🤖 AI Summary
This study addresses the challenge of large-scale, cross-lingual variant analysis in folk narrative typology. Methodologically, it proposes an automated motif identification and comparative framework leveraging large language models (LLMs) integrated with NLP techniques to perform fine-grained motif extraction from multilingual *Cinderella* texts; structural similarity modeling and visualization across hundreds of variants are achieved via clustering and dimensionality reduction. Its key contributions are twofold: (1) the first deep integration of LLMs into computational folklore analysis, overcoming bottlenecks of manual coding; and (2) construction of a cross-lingually aligned motif vector space, markedly improving thematic consistency detection and motif variation pattern recognition. Experimental evaluation demonstrates the framework’s effectiveness in motif identification accuracy, cross-lingual comparability, and interpretability of cultural divergence—establishing a scalable, digital-humanities–driven methodological paradigm for folk narrative studies.
📝 Abstract
Artificial intelligence approaches are being adapted to many research areas, including digital humanities.
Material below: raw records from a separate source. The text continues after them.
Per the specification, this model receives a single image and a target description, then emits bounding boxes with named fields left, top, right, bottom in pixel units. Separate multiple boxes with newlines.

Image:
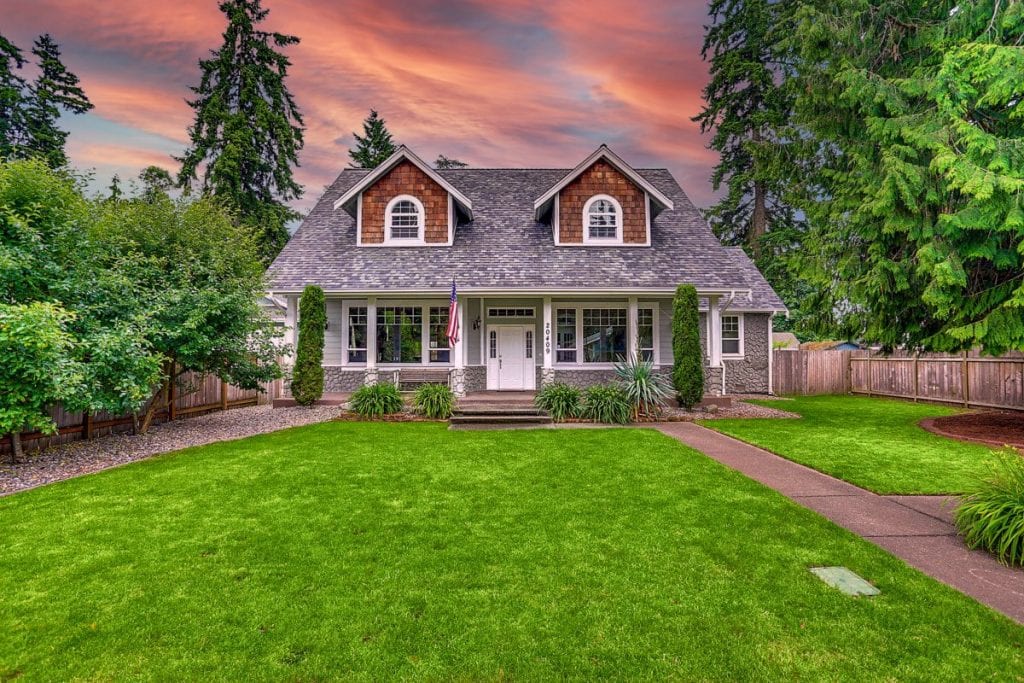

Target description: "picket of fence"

left=0, top=373, right=281, bottom=454
left=772, top=349, right=1024, bottom=411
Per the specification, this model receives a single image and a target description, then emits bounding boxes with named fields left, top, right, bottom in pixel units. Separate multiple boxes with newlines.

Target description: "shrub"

left=615, top=355, right=672, bottom=420
left=292, top=285, right=327, bottom=405
left=413, top=384, right=455, bottom=420
left=349, top=382, right=406, bottom=418
left=956, top=449, right=1024, bottom=566
left=534, top=382, right=582, bottom=422
left=672, top=285, right=703, bottom=411
left=583, top=386, right=631, bottom=425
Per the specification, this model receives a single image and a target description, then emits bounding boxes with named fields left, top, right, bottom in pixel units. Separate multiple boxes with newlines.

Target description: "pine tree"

left=782, top=0, right=1024, bottom=353
left=434, top=155, right=469, bottom=169
left=348, top=110, right=397, bottom=168
left=178, top=0, right=303, bottom=263
left=138, top=166, right=174, bottom=202
left=0, top=36, right=27, bottom=159
left=19, top=34, right=92, bottom=168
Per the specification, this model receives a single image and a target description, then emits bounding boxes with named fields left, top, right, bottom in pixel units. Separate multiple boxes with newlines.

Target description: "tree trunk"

left=746, top=128, right=768, bottom=259
left=10, top=431, right=23, bottom=465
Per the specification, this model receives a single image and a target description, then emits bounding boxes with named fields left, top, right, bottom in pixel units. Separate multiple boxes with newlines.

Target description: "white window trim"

left=583, top=195, right=623, bottom=245
left=384, top=195, right=427, bottom=247
left=719, top=310, right=745, bottom=360
left=368, top=299, right=452, bottom=369
left=551, top=301, right=659, bottom=370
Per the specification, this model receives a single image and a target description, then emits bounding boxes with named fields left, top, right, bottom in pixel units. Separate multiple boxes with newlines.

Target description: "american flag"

left=447, top=280, right=459, bottom=347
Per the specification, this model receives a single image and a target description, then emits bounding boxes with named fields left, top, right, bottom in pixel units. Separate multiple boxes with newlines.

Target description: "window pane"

left=583, top=308, right=627, bottom=362
left=430, top=306, right=452, bottom=362
left=348, top=306, right=367, bottom=362
left=391, top=200, right=420, bottom=240
left=555, top=308, right=575, bottom=362
left=377, top=306, right=423, bottom=362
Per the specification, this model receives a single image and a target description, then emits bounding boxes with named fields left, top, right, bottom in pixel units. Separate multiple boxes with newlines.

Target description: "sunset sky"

left=0, top=0, right=717, bottom=209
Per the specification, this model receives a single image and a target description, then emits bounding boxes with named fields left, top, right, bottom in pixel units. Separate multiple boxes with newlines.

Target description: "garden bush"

left=582, top=385, right=632, bottom=425
left=615, top=355, right=672, bottom=420
left=956, top=449, right=1024, bottom=566
left=672, top=285, right=703, bottom=411
left=534, top=382, right=582, bottom=422
left=413, top=384, right=455, bottom=420
left=292, top=285, right=327, bottom=405
left=349, top=382, right=406, bottom=418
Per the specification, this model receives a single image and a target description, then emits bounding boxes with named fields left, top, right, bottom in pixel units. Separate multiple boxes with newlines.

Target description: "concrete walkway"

left=654, top=422, right=1024, bottom=624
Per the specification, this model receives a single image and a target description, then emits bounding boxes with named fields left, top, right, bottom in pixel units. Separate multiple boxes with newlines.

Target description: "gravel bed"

left=0, top=405, right=340, bottom=496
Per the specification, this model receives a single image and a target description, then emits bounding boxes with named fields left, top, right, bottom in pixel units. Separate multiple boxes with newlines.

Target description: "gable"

left=554, top=159, right=650, bottom=245
left=358, top=160, right=452, bottom=245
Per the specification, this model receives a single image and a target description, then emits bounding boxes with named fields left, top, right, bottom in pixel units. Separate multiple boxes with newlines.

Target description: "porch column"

left=285, top=296, right=299, bottom=362
left=541, top=297, right=555, bottom=385
left=708, top=296, right=722, bottom=368
left=626, top=297, right=640, bottom=359
left=362, top=297, right=377, bottom=384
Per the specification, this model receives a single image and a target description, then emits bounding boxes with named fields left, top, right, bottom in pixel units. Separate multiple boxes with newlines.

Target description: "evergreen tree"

left=292, top=285, right=327, bottom=405
left=138, top=166, right=174, bottom=202
left=434, top=155, right=469, bottom=168
left=693, top=0, right=806, bottom=328
left=20, top=34, right=92, bottom=168
left=348, top=110, right=397, bottom=168
left=178, top=0, right=303, bottom=263
left=672, top=285, right=703, bottom=411
left=782, top=0, right=1024, bottom=353
left=0, top=36, right=27, bottom=159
We built a methodology for large-scale analyses in folkloristics. Using machine learning and natural language processing, we automatically detected motifs in a large collection of Cinderella variants and analysed their similarities and differences with clustering and dimensionality reduction. The results show that large language models detect complex interactions in tales, enabling computational analysis of extensive text collections and facilitating cross-lingual comparisons.